The New York Times today publishes a follow-up piece to yesterday’s details of the Army criminal investigative report regarding the death of two detainees in Bagram. According to the new investigation info, military lawyers at Bagram didn’t seem to think anyone was responsible for the deaths of Mullah Habibullah and Dilawar. Their reasoning? According to military lawyer Maj. Jeff Bovarnick, “I could never see any criminal intent on the part of the MPs to cause the detainee to die.” By that logic if you were to savagely beat someone, but claim you didn’t want that person to die, you might go scot-free. It gets even better:
Military lawyers…acknowledged statements by more than a half a dozen guards that they or others had struck the detainees…and emphasized that it would be difficult to determine the responsibility of individual guards for the injuries sustained in custody. ‘No one blow could be determined to have caused the death,’ the former senior staff lawyer at Bagram, Col. David L. Hayden, said he had been told by the Army’s lead investigator. ‘It was reasonable to conclude at the time that repetitive administration of legitimate force resulted in all the injuries we saw.
So.

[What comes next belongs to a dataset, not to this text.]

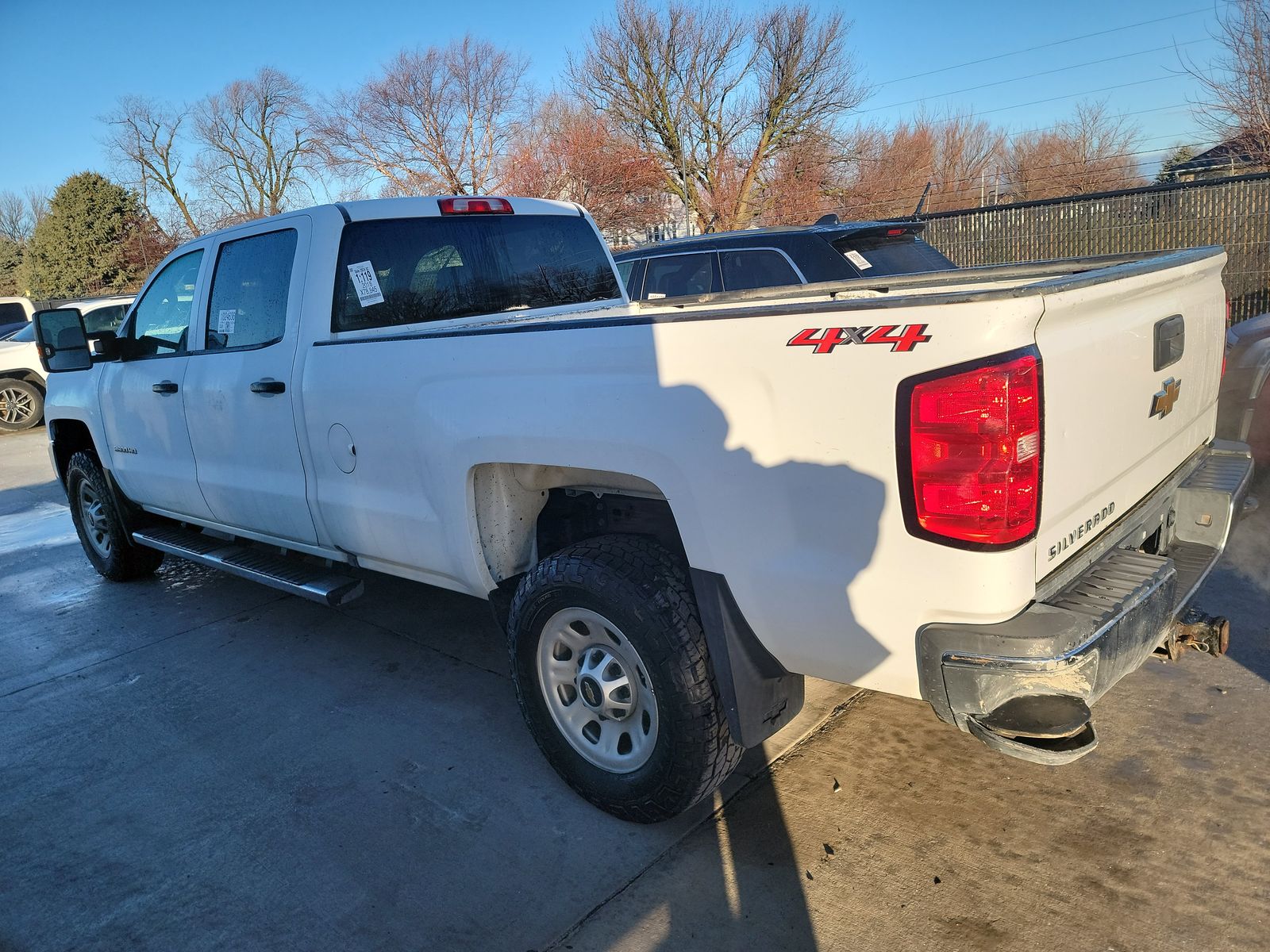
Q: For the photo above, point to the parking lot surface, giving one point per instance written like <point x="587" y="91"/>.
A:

If you and 26 other people beat someone until they died, and you didn’t know which kick to which part of the body actually killed them, there’s no need to prosecute anyone. Fantastic. Not to mention that it seems highly farcical to refer to the beating of the two prisoners as “legitimate force” considering that both detainees were shackled at their hands and feet throughout their stay at Bagram.
It’s just more embarrassing legal advice and interpretation surrounding detainee abuse coming from lawyers who seem to have, at best, ill-conceived interpretations of the law. Starting from the top—with Attorney General Alberto Gonzales, and his legal memo stating that the Geneva Conventions should not apply to those thought to be members of Taliban or al-Qaeda because “the war on terrorism is a new kind of war.”
It seems to continue on down the hierarchy—Gonzales, senior lawyers at Bagram…then there was Guy Womack, Charles Graner’s defense attorney who compared piling detainees in pyramids to cheerleaders forming pyramids, and leashed prisoners to parental leashes on children at malls. And that was just his opening argument. Most recently, Lynndie England’s military lawyer, Cpt. Jonathan Crisp, called Graner to the stand as a defense witness in England’s trial. Graner proceeded to testify that England was simply following orders and wasn’t aware she was doing anything wrong, completely contradicting England’s guilty plea which would have given her a reduced sentence. You’d think Crisp would have anticipated as such, considering Graner had, just the day before, given a handwritten note to the press saying that he didn’t want England to plead guilty. Come on, guys, logic and reason—isn’t that at least part of what they teach you in law school?